Reports of the death of IT hardware channel have been greatly exaggerated, with solid growth in PC sales in Asia-Pacific, according to Canalys president Steve Brazier.
Canalys expects a boom in edge computing, as local processing power increases at the fringes of the network to support the computing firepower in the cloud.
"The ability to process multiple data sources at high speed close to the source of the data will go up and up," said Brazier.
"We will see the emergence of micro-solutions that combine sensors, analytics and machine learning that are rugged, heat-resistant, water resistant and portable to create a new form of computing.
"It is being driven by increases in GPU and CPU, and solid state drives, which are just exploding in terms of capacity – up to 32 terabytes soon."
Brazier dubbed this edge infrastructure "micro clouds", and said their growth spelled good news for resellers."You will need to integrate them, manage them, secure them, maintain them and upgrade them."
The channel-focused analyst firm kicked off the APAC leg of its annual Canalys Channels Forum in Perth this week, the first time the regional event has been hosted in Australia.
Resellers have been told for years that they need to expand into services to bolster profitability, however, Brazier predicted that hardware would still contribute more than 50 percent of revenue for 90 percent of partners in 2020.
According to Canalys, APAC distributors grew 8 percent and partners grew 10 percent in the first half of 2017. The organisation expects channel partners in APAC to grow at least 10 percent per annum over the next three years.
"Obviously this varies a bit by country but your business plans need to be optimistic. If you are growing at less than this, you are missing out to your competitors. The channel is very strong, the results that we monitor are strong," he said.
Brazier also used his keynote address to point to a U-turn in PC shipments, which are growing in APAC – though not in Australia.

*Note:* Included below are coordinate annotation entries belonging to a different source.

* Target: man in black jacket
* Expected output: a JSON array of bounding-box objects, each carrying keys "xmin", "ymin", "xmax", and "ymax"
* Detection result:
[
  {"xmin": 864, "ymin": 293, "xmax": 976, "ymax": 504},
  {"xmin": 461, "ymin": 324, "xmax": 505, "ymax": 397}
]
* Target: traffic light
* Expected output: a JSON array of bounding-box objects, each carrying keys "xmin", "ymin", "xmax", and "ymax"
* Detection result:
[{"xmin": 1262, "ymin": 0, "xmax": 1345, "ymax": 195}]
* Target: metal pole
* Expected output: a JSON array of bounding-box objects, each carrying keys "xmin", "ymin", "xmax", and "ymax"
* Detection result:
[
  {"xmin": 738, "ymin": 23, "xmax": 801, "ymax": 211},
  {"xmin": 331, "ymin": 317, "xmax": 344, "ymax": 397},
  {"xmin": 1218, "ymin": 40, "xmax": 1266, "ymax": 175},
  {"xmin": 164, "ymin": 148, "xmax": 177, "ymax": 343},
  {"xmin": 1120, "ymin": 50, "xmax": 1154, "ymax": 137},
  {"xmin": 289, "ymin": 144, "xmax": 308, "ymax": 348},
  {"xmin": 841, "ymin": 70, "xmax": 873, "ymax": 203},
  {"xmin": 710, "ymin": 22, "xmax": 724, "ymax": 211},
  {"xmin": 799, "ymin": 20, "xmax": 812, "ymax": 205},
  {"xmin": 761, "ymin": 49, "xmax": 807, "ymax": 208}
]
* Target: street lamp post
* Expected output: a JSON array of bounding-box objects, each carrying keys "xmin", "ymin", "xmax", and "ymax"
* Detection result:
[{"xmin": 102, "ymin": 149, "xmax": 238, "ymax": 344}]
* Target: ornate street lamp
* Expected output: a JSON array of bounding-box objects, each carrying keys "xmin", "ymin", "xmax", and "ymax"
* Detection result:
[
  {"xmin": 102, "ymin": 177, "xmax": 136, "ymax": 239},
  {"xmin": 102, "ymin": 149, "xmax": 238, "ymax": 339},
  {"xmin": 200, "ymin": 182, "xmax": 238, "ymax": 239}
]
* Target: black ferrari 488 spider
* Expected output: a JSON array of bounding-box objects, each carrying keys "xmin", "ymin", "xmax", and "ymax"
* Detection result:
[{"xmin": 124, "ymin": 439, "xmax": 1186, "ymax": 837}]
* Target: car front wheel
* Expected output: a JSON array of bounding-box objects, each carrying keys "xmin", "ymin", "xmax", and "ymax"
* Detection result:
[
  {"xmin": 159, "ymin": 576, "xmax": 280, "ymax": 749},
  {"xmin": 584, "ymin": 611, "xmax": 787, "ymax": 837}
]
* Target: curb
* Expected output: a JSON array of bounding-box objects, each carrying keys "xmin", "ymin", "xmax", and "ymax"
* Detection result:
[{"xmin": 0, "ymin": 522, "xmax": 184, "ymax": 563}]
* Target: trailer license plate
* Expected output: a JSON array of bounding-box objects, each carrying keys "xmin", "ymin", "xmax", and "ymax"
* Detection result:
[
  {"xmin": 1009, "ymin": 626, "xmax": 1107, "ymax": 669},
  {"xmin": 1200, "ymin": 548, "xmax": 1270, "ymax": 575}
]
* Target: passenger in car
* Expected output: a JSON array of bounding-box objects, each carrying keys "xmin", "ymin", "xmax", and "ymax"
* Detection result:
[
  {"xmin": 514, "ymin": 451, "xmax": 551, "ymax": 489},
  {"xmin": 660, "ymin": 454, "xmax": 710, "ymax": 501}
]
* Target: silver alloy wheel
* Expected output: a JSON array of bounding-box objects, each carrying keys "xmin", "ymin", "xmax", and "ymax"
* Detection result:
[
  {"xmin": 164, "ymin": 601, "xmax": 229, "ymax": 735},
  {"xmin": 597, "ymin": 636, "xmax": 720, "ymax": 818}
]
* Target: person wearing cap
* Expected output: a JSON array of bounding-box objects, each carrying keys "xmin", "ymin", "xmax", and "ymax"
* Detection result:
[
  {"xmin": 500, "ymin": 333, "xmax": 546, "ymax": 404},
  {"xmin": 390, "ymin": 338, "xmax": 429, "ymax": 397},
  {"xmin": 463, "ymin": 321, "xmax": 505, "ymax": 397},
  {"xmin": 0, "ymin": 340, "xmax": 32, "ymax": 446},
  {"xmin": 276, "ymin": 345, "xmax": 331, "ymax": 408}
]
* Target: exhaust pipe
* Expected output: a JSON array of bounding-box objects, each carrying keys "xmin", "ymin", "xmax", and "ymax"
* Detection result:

"Another surprising thing has happened – you are also doing well selling PCs. Whoever said the PC was dead two or three years ago was wrong.
"Commercial PCs are growing, and price points are going up because there has been a shortage of memory and component prices have gone up, but also because some people are also willing to pay more for well-designed notebooks that are thin, light and sexy.
"Prices are going up, that means margins are going up. Better segmentation of the market is helping, better marketing is helping and this is providing growth – it is a real bright spot."
PC shipments rose across much of APAC in the third quarter, according to Canalys market tracking data, including double-digit growth in Indonesia, Singapore and Vietnam.
"In terms of best performing major vendors in the region, HP and Apple are leading the way in growth, with a year-on-year increase of 12.3 percent and 11.7 percent, respectively," research analyst Ishan Dutt told CRN.
Shipments went backwards in Australia, however, with a year-on-year decline of 2.1 percent in Q3 2017. Canalys said a lot of the “smaller” vendors, such as Acer, Asus and Toshiba, had fallen away while HP and Dell saw small declines.
"Lenovo is picking up a lot of this slack, with 42.6 percent growth, while HP and Dell saw small declines," Dutt said. "Apple remains in a relatively healthy position with 4.5 percent."
Lenovo's surge was due to an increase of unit sales, year on year, from 126,000 to 179,000 in Q3 2017.
The hardware market is a mixed bag, said Brazier. "The server market is declining, the storage market is declining, but there are many different parts of the industry that are doing well."
Steven Kiernan attended the conference as a guest of Canalys.